## ***Exploring India's COVID-19 Journey: A Case Study Analysis***

Embark on a transformative journey with Muskan as she delves into India's COVID-19 case study in our project, "Decoding COVID-19: India's Case Study." With Python as her tool and SQL as her compass, Muskan's mission begins with cleaning and preprocessing six datasets. Four of them require meticulous cleaning, ensuring they shine brightly for analysis.

Once the data gleams, SQL becomes Muskan's diving gear. Uploading all six datasets, including the meticulously cleaned ones, she embarks on a data-driven exploration of India's COVID-19 journey.
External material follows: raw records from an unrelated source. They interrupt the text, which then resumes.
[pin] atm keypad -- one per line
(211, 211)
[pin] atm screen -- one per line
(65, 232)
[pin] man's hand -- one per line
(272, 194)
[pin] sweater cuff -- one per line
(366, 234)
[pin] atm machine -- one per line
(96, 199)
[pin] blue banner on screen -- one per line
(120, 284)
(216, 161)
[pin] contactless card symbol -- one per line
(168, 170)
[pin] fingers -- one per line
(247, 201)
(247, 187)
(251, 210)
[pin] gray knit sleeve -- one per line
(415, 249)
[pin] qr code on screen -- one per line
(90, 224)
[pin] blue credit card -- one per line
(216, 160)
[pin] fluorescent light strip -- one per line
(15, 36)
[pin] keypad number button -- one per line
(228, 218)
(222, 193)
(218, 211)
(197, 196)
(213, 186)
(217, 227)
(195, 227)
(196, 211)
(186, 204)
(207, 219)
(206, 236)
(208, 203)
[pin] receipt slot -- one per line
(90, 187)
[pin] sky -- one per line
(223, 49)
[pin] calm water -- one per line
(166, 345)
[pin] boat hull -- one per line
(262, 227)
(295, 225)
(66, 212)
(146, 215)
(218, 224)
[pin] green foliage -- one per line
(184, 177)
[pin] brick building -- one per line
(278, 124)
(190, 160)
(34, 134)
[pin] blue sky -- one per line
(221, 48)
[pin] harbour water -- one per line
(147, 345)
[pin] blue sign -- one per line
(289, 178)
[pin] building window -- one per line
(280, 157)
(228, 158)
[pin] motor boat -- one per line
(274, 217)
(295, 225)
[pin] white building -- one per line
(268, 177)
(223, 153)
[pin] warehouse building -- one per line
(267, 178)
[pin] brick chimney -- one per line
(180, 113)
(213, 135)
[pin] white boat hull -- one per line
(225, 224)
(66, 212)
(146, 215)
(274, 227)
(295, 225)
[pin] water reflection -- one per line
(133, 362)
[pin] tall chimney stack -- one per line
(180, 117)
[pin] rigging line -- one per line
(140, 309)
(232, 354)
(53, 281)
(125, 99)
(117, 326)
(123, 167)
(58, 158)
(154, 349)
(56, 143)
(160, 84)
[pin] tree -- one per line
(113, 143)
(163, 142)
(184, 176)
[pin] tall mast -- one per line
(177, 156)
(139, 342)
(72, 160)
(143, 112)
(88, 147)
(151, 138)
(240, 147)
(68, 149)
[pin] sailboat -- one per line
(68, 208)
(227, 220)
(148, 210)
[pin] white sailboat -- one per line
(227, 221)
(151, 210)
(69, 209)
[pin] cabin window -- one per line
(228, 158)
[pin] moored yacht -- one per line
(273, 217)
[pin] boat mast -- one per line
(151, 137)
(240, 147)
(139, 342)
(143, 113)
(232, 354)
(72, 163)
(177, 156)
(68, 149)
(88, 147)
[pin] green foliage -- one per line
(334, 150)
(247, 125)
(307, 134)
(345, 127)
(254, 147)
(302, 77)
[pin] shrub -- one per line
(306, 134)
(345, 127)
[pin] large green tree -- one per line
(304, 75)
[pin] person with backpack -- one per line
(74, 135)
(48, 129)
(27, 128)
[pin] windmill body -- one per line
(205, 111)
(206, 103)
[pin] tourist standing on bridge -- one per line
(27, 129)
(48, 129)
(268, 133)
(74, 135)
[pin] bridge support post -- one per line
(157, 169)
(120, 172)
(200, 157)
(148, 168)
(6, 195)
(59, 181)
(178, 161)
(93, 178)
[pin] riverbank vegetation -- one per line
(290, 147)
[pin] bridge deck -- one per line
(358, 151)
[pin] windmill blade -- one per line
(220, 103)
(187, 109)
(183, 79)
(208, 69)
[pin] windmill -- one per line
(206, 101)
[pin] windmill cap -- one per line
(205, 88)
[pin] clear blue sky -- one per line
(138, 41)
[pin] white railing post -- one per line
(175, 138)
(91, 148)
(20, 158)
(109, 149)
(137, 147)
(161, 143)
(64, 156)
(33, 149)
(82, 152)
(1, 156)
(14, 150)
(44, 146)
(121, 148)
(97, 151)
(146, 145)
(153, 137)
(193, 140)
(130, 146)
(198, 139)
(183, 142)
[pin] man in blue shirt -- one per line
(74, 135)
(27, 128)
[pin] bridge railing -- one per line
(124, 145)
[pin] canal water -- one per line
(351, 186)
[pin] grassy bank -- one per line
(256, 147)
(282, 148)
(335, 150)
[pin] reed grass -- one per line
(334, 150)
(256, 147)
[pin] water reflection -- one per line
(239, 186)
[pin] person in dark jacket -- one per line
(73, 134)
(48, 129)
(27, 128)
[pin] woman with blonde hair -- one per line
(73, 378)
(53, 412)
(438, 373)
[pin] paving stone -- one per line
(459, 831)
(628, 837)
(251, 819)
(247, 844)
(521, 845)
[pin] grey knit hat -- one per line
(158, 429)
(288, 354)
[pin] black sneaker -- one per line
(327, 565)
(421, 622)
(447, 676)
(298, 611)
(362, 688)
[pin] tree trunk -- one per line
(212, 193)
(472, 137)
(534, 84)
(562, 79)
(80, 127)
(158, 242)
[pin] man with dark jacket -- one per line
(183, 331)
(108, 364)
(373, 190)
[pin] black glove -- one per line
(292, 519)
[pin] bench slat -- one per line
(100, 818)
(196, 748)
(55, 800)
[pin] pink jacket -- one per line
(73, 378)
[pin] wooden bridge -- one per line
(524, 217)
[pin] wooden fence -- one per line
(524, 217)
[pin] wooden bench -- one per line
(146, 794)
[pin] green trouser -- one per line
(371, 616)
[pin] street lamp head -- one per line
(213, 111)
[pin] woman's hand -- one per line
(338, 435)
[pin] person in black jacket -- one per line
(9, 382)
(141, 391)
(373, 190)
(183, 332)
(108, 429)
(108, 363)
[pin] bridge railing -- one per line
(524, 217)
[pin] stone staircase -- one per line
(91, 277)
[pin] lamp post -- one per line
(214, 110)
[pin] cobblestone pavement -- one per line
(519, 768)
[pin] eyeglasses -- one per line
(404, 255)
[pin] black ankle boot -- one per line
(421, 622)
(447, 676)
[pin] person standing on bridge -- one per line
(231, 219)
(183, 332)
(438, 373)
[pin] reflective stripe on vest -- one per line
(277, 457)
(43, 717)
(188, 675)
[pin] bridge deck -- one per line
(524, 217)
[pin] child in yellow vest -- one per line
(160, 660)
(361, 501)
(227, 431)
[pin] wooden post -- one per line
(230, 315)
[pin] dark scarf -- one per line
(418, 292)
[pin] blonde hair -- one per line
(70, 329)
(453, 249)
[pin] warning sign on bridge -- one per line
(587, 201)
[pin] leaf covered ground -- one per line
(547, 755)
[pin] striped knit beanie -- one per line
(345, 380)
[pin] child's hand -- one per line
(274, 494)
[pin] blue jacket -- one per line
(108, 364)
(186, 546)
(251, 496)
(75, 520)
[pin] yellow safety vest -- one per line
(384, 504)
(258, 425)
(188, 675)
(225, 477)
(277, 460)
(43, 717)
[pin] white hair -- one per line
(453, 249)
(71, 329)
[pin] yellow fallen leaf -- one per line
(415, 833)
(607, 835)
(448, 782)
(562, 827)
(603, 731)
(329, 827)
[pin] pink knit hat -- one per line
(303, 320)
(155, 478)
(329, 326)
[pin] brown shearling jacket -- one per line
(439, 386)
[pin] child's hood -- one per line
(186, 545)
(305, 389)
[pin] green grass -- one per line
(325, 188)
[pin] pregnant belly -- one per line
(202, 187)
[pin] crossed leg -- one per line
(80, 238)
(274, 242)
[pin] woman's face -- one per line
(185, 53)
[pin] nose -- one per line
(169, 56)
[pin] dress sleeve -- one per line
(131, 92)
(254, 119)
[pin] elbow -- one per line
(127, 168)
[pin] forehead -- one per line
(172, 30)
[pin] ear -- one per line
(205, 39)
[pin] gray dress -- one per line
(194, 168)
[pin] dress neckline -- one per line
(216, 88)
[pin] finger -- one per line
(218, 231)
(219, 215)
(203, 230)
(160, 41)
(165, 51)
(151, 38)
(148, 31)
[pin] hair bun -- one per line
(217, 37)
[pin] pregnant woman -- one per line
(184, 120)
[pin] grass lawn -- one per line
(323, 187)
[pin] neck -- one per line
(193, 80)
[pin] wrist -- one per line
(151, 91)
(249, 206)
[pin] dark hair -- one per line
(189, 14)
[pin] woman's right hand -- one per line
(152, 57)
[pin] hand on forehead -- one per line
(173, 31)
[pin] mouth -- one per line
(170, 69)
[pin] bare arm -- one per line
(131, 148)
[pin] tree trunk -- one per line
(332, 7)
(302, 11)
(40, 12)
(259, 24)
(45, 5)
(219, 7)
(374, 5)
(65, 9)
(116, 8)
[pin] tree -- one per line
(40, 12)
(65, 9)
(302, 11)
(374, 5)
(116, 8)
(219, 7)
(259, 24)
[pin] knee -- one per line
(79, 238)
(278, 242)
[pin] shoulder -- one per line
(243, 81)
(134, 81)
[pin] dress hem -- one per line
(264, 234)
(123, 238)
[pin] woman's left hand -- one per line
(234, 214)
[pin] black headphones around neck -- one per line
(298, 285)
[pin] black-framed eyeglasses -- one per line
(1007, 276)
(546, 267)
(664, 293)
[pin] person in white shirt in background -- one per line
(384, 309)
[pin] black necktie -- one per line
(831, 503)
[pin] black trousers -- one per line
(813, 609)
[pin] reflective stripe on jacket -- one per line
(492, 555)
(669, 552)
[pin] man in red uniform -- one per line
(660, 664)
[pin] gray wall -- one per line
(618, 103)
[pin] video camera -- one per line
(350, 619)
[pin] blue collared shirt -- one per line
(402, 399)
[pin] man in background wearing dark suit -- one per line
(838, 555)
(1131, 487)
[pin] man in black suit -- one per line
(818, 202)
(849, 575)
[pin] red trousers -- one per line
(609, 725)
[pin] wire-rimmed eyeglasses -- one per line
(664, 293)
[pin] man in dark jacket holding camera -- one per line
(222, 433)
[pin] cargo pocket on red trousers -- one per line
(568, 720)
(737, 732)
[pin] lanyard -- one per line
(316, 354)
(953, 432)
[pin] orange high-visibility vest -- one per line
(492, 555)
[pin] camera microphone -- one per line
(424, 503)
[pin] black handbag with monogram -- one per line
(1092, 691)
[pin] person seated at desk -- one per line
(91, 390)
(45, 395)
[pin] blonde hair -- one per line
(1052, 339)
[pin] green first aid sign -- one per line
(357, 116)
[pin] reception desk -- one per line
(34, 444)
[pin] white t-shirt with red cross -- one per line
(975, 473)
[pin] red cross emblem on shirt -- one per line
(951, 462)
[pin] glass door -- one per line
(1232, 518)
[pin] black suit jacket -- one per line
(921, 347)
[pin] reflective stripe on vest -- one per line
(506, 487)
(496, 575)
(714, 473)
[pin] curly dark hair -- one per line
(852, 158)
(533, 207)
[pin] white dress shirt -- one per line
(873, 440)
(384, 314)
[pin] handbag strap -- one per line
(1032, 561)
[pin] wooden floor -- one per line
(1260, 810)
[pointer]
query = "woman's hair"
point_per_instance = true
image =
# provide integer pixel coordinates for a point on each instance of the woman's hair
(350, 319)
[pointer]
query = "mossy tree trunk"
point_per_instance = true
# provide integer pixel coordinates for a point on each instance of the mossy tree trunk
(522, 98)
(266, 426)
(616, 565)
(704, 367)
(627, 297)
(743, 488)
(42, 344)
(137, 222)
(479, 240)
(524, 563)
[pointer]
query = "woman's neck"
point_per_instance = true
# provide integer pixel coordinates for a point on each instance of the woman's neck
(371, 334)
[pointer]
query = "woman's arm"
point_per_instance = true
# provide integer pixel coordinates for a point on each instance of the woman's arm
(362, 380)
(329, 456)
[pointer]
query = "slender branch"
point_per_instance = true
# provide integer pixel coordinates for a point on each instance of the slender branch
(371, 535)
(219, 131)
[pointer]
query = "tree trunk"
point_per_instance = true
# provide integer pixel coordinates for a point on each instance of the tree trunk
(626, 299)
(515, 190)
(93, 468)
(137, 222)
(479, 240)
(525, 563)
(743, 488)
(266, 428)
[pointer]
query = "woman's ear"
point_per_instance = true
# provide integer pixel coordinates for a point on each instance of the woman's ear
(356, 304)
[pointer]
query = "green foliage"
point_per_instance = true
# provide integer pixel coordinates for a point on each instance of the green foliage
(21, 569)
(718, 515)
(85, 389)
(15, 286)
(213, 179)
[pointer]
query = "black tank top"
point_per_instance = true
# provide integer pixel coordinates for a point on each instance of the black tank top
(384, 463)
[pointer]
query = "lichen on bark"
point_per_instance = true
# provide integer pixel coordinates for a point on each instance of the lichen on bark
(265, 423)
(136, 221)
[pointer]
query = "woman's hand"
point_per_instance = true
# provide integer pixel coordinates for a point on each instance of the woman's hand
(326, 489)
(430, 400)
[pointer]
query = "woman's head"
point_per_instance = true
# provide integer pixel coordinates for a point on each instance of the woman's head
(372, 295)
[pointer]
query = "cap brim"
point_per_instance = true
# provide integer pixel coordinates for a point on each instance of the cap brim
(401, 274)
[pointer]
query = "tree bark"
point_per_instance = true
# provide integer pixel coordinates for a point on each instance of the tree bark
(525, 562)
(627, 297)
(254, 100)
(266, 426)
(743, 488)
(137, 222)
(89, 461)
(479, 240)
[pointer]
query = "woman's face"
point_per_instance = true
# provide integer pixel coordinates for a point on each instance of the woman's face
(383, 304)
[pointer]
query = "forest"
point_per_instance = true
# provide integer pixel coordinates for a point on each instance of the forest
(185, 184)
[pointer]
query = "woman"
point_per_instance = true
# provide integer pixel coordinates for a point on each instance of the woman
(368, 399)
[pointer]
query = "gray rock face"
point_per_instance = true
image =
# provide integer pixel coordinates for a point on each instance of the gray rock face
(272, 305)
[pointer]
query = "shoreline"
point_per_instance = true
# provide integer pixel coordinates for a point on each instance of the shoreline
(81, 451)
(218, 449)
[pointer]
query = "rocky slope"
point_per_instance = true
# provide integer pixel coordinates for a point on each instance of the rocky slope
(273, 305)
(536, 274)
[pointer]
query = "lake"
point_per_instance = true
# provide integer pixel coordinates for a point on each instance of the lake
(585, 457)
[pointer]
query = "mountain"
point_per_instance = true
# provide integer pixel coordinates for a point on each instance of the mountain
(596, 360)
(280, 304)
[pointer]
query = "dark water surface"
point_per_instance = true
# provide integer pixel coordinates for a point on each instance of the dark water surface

This isn't just data analysis; it's an expedition of discovery. Aarav unravels age-wise distribution, confirmed cases, recoveries, and daily statistics, guiding decision-makers and healthcare professionals through the complexities of the pandemic.

By the end of this adventure, Muskan doesn't just crunch numbers; she tells the story of India's COVID-19 journey—a narrative of resilience, challenges, and hope, woven through data.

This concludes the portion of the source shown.